Le développement durable s’enracine peu à peu
Concernant le développement durable, une entreprise sur deux déclare ne pas prendre en compte cet aspect dans l’organisation de ses manifestations. Toutefois, cette proportion régresse, car elles étaient 77 % à répondre de la sorte en 2007.
Les commanditaires qui tiennent compte de ce paramètre environnemental vont produire des efforts pour réduire la consommation de papier, développer la communication électronique et réduire les transports. En fin de compte, cette priorité rencontre celle de réaliser des économies.

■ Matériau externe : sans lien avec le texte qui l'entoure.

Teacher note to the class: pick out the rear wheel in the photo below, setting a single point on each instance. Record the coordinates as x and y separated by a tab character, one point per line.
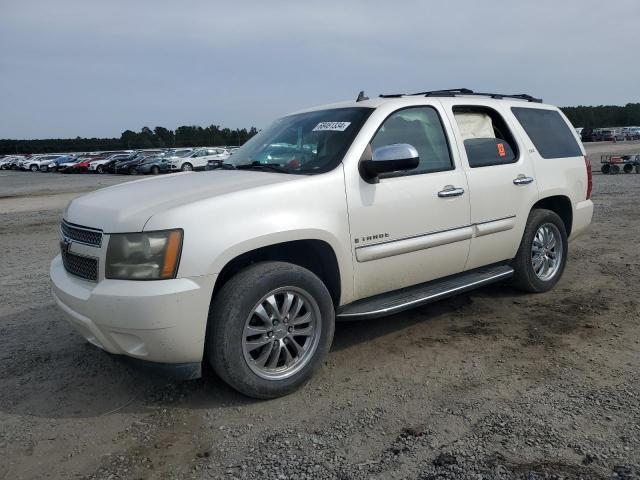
270	327
542	254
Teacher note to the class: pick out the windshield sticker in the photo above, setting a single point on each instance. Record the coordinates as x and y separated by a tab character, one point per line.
331	126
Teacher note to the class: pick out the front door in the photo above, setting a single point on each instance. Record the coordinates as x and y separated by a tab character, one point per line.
411	226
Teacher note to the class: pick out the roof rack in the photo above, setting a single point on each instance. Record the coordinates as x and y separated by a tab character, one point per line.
454	92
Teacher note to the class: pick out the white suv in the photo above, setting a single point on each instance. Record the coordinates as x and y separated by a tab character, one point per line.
197	160
348	211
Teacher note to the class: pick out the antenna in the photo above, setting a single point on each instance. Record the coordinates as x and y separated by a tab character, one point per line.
361	97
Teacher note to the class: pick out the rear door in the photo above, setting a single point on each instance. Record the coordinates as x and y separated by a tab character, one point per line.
501	179
555	149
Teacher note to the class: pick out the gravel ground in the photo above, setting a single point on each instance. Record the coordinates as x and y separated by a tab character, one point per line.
493	384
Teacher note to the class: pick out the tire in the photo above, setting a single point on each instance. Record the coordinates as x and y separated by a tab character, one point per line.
525	276
233	309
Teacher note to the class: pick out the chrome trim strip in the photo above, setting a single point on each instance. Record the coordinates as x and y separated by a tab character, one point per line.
390	310
494	226
408	245
390	248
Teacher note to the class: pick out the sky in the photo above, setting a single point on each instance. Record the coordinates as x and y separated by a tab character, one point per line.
96	68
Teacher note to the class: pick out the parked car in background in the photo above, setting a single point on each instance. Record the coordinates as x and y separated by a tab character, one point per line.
36	162
154	165
10	161
128	166
77	165
588	135
197	159
52	165
102	165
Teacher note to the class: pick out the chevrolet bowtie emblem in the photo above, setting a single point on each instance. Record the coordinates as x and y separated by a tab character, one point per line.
65	244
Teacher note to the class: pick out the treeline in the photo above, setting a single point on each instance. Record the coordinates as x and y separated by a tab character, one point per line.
604	115
185	136
214	135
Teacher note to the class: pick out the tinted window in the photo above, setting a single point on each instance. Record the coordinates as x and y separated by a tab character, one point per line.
421	128
548	131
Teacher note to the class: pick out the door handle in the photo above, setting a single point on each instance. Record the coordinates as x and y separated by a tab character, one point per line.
450	191
522	180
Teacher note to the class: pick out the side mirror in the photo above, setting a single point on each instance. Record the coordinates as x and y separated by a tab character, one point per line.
389	158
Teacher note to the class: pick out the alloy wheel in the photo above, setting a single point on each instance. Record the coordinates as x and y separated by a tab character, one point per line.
281	333
546	251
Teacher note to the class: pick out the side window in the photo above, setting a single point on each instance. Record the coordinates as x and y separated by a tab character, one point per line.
486	137
548	131
420	127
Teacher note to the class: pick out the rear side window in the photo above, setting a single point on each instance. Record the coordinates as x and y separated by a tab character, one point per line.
548	131
486	137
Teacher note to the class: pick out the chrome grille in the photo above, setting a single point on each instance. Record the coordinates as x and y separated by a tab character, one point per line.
80	266
88	236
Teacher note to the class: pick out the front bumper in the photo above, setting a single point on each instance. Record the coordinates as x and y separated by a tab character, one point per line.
160	321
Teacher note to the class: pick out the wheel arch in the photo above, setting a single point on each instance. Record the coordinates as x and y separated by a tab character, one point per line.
315	255
560	204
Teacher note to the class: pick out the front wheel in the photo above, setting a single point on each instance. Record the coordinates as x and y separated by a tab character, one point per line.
542	254
270	327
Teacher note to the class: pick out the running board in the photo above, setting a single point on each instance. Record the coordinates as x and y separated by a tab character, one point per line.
416	295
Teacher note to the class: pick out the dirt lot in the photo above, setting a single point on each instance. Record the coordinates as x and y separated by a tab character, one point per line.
492	384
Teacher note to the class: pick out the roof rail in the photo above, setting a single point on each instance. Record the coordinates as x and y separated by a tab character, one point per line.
454	92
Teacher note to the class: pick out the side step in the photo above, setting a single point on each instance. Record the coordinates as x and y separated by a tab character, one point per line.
416	295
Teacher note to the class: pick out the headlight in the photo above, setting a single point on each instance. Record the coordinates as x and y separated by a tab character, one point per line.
144	256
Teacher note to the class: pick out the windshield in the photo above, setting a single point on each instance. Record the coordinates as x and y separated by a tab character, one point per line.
306	143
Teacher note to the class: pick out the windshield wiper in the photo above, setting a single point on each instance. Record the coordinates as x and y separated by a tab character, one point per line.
272	167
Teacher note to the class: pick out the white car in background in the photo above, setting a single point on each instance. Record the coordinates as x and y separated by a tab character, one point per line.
98	165
197	160
36	163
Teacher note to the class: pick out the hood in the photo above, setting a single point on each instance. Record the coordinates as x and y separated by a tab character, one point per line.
128	206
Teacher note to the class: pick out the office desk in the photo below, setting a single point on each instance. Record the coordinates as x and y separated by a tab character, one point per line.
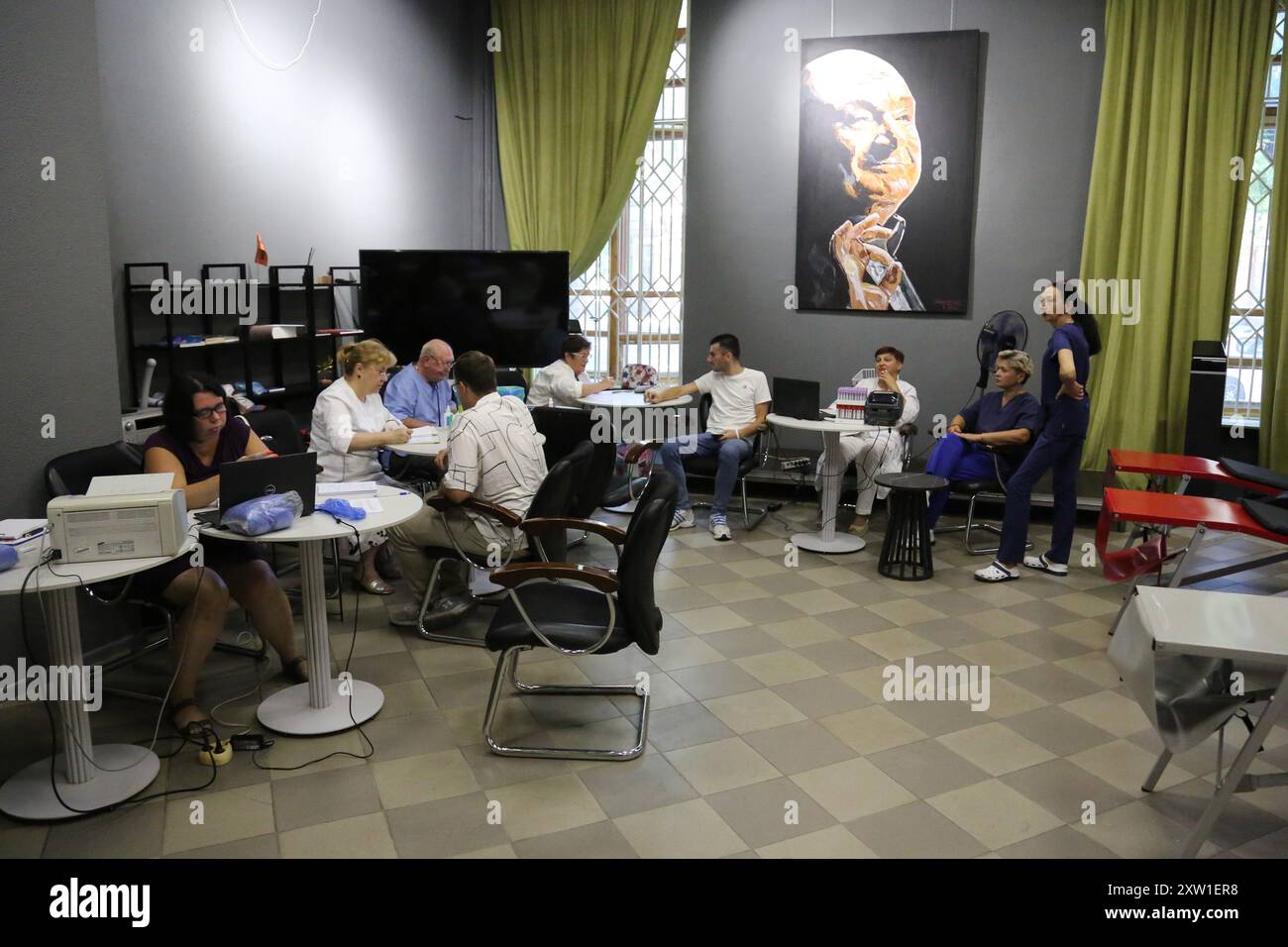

Toutefois, les militants du développement durable sont assez peu nombreux parmi les commanditaires. Si ces derniers choisissent plutôt le prestataire « vert » plutôt que celui qui ne l’est pas, ce choix reste conditionné par le fait que la prestation ne soit pas plus chère pour autant et qu’elle n’implique pas, pour l’entreprise, de produire des efforts en matière environnementale. En effet, l’entreprise n’est pas encore tout à fait prête à le faire.
Seuls 3 % des entreprises interrogées mènent des bilans carbone de leurs manifestations. Toutefois, ce pourcentage est amené à progresser à l’avenir et cette évolution sera étudiée de près dans le baromètre annuel Bedouk/Coach Omnium.
L’effet RTT
Les RTT, mises en place il y a dix ans, ont suscité la concentration de la demande de séminaires et réunions d’entreprise sur la période qui court du mardi au jeudi. Cela représente une vraie gageure pour les prestataires, en ne permettant pas d’étaler l’offre et en générant une surcharge d’activité sur le milieu de semaine. Par ailleurs, il n’est plus possible de réunir les personnes durant les week-ends et les vacances scolaires, hormis si les séminaires sont associés à des loisirs (ski, etc.). Ainsi, la séparation entre la vie professionnelle et la vie privée est beaucoup plus marquée que dans les années 1980 et 1990.
Des participants enthousiastes
Contrairement aux idées reçues, les participants sont toujours aussi enthousiastes à propos des séminaires et réunions d’entreprises, même s’ils sont surchargés de travail. En effet, ces moments sont vécus comme l’occasion d’échanger avec ses collègues et sa hiérarchie d’une autre manière qu’habituellement et de prendre du recul. Toutefois, certaines professions souffrent d’une trop grande fréquence de réunions et séminaires, comme les délégués syndicaux ou les commerciaux.
Questions – réponses
Comment se traduit la diminution du volume et de coût, en termes de prix moyen par participant ?
La baisse du prix moyen par participant est estimée à environ 6 %. Il s’agit d’une moyenne aussi, la réalité est beaucoup plus contrastée : cette chute concerne surtout les conventions et de manière plus atténuée les séminaires et l’incentive. Les autres économies menées par les entreprises portent sur le nombre de manifestations organisées.